In the cell’s life span that precedes chromosome duplication, the stem cell usually doubles its original size.

It establishes a cycle that constitutes the growth and division of the cell.

Cell growth: an increase in cytoplasmic mass, number of chromosomes, and cell surface, followed by cell division, in which the cytoplasmic mass and chromosomes are distributed to daughter cells.

Mitosis is essential for:

  • Increase the number of cells in a particular tissue.
  • Protection against harmful microorganisms in the event of a cut or wound.
  • The replacement of dead or inefficient cells in a tissue.
  • To maintain the cytoplasm to the nucleoplasm, as well as the surface area to volume ratio.

Regulation of the cell cycle and cancer

The various events of the cell cycle are tightly regulated. If errors occur, the cell can prevent cell division from progressing.

These regulatory mechanisms are known as cell cycle checkpoints.

There are three checkpoints within the G1, G2, and M phases. Damaged DNA stops cell cycle progression in the G1 phase, ensuring that an aberrant cell will not replicate.

The G2 checkpoint responds to incorrectly duplicated or damaged DNA.

It prevents cells from moving into the M phase until DNA replicates correctly or until the damage is repaired.

The M-phase checkpoint can stop the cell cycle in metaphase.

It ensures that all sister chromatids are correctly attached to the mitotic spindle, and that sister chromatids move to opposite ends of the cell.

Sometimes abnormal cells manage not only to survive but also to increase. Most often, these cells are involved in cancer.

Cancer cells are known to go through rampant and unregulated cell divisions.

The relationship between the cell cycle and cancer has led to the development a class of anticancer drugs that specifically target cancer cells during mitosis.

However, the results have been mixed, with some drugs being more successful in a laboratory setting than in the real world.

Cancer is essentially a disease of mitosis.

The standard “checkpoints” that regulate mitosis are ignored or bypassed by the cancer cell.

Cancer begins when a single cell transforms or turns from ordinary to cancer cells.

This is often due to a change in several genes that usually function to control growth.

The cell cycle gene p53, the “guardian of the genome,” is mutated in more than 50% of all human cancers or suppresses tumor formation.

Once these crucial Cell Cycle genes behave abnormally, cancer cells begin to proliferate violently from repeated and uncontrolled mitosis.

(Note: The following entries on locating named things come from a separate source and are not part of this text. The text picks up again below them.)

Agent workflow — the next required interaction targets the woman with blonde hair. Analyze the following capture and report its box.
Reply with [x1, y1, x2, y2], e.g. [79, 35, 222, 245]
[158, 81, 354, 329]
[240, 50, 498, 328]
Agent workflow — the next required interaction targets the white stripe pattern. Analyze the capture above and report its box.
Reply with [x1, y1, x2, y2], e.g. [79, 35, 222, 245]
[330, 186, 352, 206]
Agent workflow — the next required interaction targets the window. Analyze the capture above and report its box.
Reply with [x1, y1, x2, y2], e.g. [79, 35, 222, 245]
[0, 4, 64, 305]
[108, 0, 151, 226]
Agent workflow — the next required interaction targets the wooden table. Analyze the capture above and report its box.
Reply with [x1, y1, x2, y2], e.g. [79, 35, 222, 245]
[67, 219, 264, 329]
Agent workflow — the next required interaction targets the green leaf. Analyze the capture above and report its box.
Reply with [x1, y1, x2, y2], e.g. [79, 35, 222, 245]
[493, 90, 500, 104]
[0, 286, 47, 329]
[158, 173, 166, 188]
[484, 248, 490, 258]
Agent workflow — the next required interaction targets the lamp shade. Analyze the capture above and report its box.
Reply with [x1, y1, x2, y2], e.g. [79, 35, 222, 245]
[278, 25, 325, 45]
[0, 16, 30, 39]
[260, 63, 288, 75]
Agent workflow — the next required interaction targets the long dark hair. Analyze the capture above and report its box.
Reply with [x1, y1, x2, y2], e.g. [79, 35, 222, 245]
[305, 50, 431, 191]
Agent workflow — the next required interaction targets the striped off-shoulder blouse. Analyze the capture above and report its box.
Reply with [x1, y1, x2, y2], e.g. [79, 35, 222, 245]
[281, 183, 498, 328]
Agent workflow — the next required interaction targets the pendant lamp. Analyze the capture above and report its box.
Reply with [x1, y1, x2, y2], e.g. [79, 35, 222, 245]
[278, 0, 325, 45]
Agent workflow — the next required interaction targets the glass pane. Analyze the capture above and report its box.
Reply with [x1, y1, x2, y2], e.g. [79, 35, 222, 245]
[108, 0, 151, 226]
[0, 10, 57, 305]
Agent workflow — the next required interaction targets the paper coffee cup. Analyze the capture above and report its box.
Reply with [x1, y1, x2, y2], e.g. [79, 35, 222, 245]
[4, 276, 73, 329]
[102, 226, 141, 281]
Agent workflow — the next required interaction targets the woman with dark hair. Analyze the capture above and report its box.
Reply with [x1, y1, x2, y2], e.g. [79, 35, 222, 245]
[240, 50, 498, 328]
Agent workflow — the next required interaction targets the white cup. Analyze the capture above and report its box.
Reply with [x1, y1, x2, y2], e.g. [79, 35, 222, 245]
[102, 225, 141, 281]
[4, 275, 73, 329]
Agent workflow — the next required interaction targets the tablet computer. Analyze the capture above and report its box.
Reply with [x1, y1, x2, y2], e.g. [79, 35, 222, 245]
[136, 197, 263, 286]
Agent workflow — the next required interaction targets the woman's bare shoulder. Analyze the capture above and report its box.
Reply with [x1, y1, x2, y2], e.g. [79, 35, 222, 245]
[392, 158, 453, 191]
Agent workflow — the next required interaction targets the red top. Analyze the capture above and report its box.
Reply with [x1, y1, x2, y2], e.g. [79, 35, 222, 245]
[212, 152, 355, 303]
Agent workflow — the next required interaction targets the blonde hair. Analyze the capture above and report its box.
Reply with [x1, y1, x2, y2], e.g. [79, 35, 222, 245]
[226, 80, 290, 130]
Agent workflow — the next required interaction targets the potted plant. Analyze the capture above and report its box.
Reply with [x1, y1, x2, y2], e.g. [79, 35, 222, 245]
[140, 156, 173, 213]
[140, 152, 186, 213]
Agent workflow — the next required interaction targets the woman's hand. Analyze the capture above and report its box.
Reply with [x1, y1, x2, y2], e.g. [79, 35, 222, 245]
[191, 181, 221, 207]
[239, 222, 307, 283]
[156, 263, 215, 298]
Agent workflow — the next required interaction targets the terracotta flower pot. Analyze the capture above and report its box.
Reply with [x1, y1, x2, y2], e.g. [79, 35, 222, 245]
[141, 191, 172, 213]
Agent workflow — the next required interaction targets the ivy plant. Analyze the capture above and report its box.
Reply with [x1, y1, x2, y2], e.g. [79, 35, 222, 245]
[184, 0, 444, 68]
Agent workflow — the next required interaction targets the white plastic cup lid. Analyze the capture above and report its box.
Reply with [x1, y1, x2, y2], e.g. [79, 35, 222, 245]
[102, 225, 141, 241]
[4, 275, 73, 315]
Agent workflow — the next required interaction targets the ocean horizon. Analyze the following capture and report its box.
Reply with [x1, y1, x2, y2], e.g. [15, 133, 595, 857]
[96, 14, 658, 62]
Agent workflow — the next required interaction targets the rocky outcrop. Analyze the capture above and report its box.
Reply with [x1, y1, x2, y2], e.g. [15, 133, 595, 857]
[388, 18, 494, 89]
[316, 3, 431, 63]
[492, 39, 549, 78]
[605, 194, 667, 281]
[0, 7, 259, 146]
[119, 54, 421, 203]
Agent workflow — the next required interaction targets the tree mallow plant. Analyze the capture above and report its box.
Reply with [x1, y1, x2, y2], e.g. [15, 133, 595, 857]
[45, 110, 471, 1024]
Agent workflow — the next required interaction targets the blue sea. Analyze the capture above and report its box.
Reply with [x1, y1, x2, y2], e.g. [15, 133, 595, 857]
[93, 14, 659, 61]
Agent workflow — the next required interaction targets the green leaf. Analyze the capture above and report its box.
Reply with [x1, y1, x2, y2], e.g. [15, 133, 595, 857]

Unlike normal cells, cancer cells ignore the usual density-dependent growth inhibition, multiplying after contact with other cells and accumulating until all nutrients have been depleted.

Cell growth and tumors

Cancer cells grow to form a mass of cancer cells called a tumor.

As the tumor grows, it begins to release proteins from the cell to attract the growth of new blood vessels (this is called “angiogenesis”).

When the tumor is benign, the tumor cells remain in the original site.

And when the tumor is malignant, some tumor cells send signals that tell the body to make a new blood vessel at the cancer site.

These cells have a supply of food and oxygen, but they also have a pathway to spread to a new part of the body, due to the new blood vessel and through the bloodstream.

Cells shed from the tumor begin to spread to surrounding tissues (through the bloodstream or lymph), and new tumors form, metastasis occurring.

Cancer cells are frequently immortal, whereas normal cells divide about 50 times and die; cancer cells can continue dividing indefinitely if they are supplied with nutrients.

Cancer cells often have an unusual number of chromosomes or mutations.

Aging (production of toxic oxygen ‘free radicals’), exposure to toxins (such as components of tobacco), and mutagens (such as ultraviolet light) cause mutations in genes, but standard errors in DNA replication can lead to cell transformation if they occur in a crucial gene.